Retirement Planning: How to build a sufficient retirement corpus

Retirement planning requires a lot of planning and serious effort. Here’s what you can do to build a sufficient retirement corpus.

A retirement planning portfolio is generally built with a focus on capital protection as well as returns.

There is more to retirement planning than just buying a few retirement plans. Retirement planning requires number crunching more than one gives credit to it. A proper mathematical approach will not only help identify the retirement needs but also how to reach the target, how much to withdraw regularly without running out of capital, and so on.

Unfortunately, we have seen that, in most cases, an individual has not saved enough for his retirement.

It has been observed that an individual haphazardly approaches retirement planning by purchasing insurance schemes with retirement benefits or through some retirement plans. We focus too much on the off-the-shelf instruments, or one that is widely advertised, or a plan that has a big pension fund backing it, or one that claims to offer a very high yield without considering the risk behind such claims.

Steps in your retirement planning:

Monthly requirement: One of the most important points to consider in retirement planning is to have a rough idea of your financial requirement post retirement, without sacrificing too much of your standard of living. With that number, a guesstimate, in hand, one can approach retirement planning scientifically.

Capital requirement: The next task is how much corpus you need in order to receive a cash flow of that amount regularly. Here, math comes in handy. There is a rule of thumb when we talk of retirement planning, it is called the 4 percent rule.

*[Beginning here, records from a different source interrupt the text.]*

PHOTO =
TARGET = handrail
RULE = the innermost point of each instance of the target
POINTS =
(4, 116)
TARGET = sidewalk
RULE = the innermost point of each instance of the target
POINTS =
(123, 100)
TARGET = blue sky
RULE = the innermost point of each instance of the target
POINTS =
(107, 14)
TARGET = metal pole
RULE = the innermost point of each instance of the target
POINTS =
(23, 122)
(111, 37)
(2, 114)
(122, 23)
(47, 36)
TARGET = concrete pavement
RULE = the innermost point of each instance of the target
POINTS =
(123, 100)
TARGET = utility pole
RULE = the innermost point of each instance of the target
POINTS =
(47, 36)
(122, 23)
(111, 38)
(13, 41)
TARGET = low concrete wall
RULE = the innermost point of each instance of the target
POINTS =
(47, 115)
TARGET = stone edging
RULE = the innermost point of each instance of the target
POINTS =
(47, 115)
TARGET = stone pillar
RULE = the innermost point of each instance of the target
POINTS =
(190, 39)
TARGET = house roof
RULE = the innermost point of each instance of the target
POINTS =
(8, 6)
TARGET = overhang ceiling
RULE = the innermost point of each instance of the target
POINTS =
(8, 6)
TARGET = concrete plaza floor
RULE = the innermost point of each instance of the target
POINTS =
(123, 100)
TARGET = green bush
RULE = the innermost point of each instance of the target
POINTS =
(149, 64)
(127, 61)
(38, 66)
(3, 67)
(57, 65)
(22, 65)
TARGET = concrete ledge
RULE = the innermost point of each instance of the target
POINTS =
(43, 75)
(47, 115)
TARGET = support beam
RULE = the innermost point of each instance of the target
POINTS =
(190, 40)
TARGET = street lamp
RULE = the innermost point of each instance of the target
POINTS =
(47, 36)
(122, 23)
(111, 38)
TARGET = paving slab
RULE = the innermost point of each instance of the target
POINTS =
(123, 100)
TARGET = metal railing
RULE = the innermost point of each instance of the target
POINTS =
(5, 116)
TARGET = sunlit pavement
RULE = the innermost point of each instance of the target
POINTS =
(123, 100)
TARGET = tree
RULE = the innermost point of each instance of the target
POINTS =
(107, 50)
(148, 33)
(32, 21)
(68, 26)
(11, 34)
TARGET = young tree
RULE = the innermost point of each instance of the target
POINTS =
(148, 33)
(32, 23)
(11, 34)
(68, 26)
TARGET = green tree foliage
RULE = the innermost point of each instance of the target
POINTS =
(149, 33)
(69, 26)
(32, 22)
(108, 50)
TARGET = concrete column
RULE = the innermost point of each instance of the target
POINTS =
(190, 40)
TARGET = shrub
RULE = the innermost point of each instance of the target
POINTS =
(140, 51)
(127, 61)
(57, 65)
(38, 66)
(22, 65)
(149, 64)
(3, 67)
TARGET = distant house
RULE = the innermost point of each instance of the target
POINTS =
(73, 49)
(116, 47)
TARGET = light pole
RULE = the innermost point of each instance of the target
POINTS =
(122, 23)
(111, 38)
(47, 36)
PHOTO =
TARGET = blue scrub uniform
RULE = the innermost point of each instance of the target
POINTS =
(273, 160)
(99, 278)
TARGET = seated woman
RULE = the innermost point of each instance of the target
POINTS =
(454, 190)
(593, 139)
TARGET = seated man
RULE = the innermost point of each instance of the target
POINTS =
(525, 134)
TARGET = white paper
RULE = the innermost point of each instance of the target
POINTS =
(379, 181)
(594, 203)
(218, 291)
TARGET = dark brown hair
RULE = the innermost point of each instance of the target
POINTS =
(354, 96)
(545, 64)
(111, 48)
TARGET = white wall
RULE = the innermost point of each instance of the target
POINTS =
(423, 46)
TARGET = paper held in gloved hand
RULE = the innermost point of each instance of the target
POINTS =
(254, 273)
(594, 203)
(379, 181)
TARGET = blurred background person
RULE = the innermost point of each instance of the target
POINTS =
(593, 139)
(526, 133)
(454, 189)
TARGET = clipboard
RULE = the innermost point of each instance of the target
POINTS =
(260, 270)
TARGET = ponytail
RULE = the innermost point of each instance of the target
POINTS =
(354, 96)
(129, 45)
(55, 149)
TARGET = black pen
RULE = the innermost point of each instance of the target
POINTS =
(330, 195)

The rule states that you can withdraw 4% of that total investment corpus during your first year of retirement. For subsequent years, you adjust the amount that is to be withdrawn by taking into account inflation. Following this rule gives a room of 30 years post retirement.

Remember, this is just a thumb rule and one can change the withdrawal rate as per their estimation. The rule highlights the thought process needed for retirement planning more than a mathematical formula.

Capital allocation: To reach the capital needed at the time of retirement, one needs to start saving from now. The capital that needs to be saved and the instrument that is to be selected so that the target is met require thorough planning.

There is slightly complex math involved here to calculate the optimal capital required and what returns will be ideal to meet your retirement goals. But one can use some standard rule of thumbs also to achieve the target.

The 15-15-15 rule or how to be a crorepati rule requires an investor to save Rs 15,000 every month for a duration of 15 years in an instrument that generates a 15 percent return. One can start an Rs 15,000 Systematic Investment Plan (SIP) of Rs 15,000 to meet this goal.

Other rules are to get an idea of the time taken to double, triple or quadruple your capital. The rule of 72 is used to calculate the time taken to double your capital. Dividing 72 by the expected returns or interest rate will tell you the time it will take to double your investment. Similarly, the rule of 114 requires you to divide 114 by the expected ROI gets you the time taken to triple your capital. To find the time to quadruple your capital, divide 144 by the returns.

The key here is in knowing the expected returns of the instruments and then using the output of the mathematical formula to select the instrument.

Points to ponder: A retirement planning portfolio is generally built with a focus on capital protection as well as returns. It is a mix of debt instruments and either direct equity or equity market linked instruments. The challenge is in selecting an ideal mix of the two instruments. Depending on the corpus available for saving, funds needed after retirement, and possible income streams, the mix is selected.

A factor that becomes important in retirement planning is taxes. Some of the instruments available attract taxes, while some are exempted. The planning has to be done taking into account these taxes, however, these may change as per the government’s rules.

Also as most debt schemes come with a fixed tenure, one would need to balance their cash flow requirement by selecting schemes based on their maturity duration also.

Another important factor that needs to be considered during retirement planning is withdrawals. Since some important events like children’s marriage may come post-retirement, one needs to plan for such lumpy withdrawals.

Needless to say, all retirement planning has to be on the back of strong medical insurance that will take care of any emergencies.

Retirement planning instruments: There various pension schemes, some sponsored by the government that are available in the market. One can use financial instruments like Pradhan Mantri Vaya Vanda Yojna, Senior Citizens Savings Scheme, RBI Floating Rate Bonds, Public Provident Fund, Kisan Vikas Patra, National Savings Certificate, National Savings Monthly Income Scheme, Bank Fixed Deposits and high rated corporate bonds and debt mutual funds. Balanced and equity schemes can be considered for capital appreciation.

Retirement planning, as the word suggests, requires a lot of planning and serious effort as with no or lower income during the golden years, the cash flow from the savings is all that will help sustain during this period.